História?

Façamos as malas rumo ao encontro da cultura. As fotos exibidas em inúmeros portais de turismo são deveras atraentes. Quase dão um contorno tridimensional à História. Mas são fotos, na sua grande maioria captadas no dia certo, na hora certa e com recursos e tratamento que pobres mortais dificilmente conseguirão igualar.

Mas é necessário fincar a bandeira do EU ESTIVE AQUI. Acredito que seja isso que faça movimentar uma potente indústria, a do turismo cultural. Há que se alimentar e entreter o coletivo ávido por lembranças, tickets com desconto e camas, cada vez mais confortáveis. Sem esquecer a importância do selfie postado. Mas e a cultura?

Era uma visita guiada pelo Palácio da Bolsa na cidade do Porto, num final de tarde primaveril. E lá adentrou mais um amontoado de turistas armados de máquinas fotográficas para registrar uma ostentação imensa. Sorriso um pouco tímido e grandes óculos a guia deu início ao seu último trabalho do dia.

A história começa num incêndio no Convento de São Francisco, do qual restou somente a atual igreja. A rainha à época doa as ruinas do antigo convento à Associação Comercial do Porto e ainda coloca à disposição uma receita extraordinária, por um período de dez anos, sobre os produtos que circulassem na Alfândega do Porto. Dez anos de imposto para emoldurar um palácio que demorou quase 70 para ser construído. Quantas riquezas, esforços, vidas em nome da monumentalidade. Não consigo perceber o sentido. Talvez seja pelo incessante, e irritante, som das câmeras e celulares imitando o abrir e fechar do obturador mecânico. Ou porque não me sinto um turista. Ou a guia não consegue alcançar a História.

Cultura, história, sentido, entendimento. Para alinhavar corretamente estes pontos há que ter a visão do poder! E ele não permite biografias. Só fotos! E a face perfumada, quanto viciada, da história. Ou seria estória?
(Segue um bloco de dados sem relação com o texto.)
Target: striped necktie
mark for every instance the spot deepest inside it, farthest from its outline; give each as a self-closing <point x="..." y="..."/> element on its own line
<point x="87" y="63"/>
Exibida numa das salas contemplamos uma mesa com o tampo trabalhado em marchetaria. Três anos de dedicação e a utilização de restos de madeira do próprio palácio. E com friso marcante da guia: o artista utilizou somente um canivete afiado. Gostaria do depoimento desse artista. Fiquei imaginando sua presença, em forma holográfica, contando particular experiência e visão. Expandi a viagem imaginativa e plantei em cada sala um quase anônimo participante ocular daquela história. Como seria interessante travar um diálogo com eles, mesmo cada um de nós enclausurados em seu tempo.

Lembrei que esta questão já tinha andado pela minha mente e liguei para Bill Gates. Queria saber o andamento do projeto de inteligência artificial que culminava com a criação de um aplicativo onde poderíamos reunir vários desses personagens para discussões. O entendimento da História seria outro, limitado, claro, à nossa ótica. E achar o sentido de continuarmos colocando o crachá de turistas culturais e disparando alucinadamente obturadores.

Mas ele, com aquela voz grave de salvador do planeta, recomendou-me perder menos tempo com fotos turísticas e procurar encontrar um espaço para chamar de meu. O mais longe dessas fotos. Onde minha história terá sons, gostos e conteúdo próprio. Aí sim monumental.

Desliguei e não me incomodei com a sensação que ele é apenas mais um a acreditar que a História é descartável. Ao contrário dos livros que a apresentam, fotos e batatas fritas, fiéis acompanhantes de inúmeros pratos típicos.

Esqueci do Palácio, sua história e paredes frias. Desci as escadarias e fui ao encontro de um bom vinho. Do Porto? Se é para ser ludibriado que se faça presente uma boa dose de teor alcoólico. Tim, tim!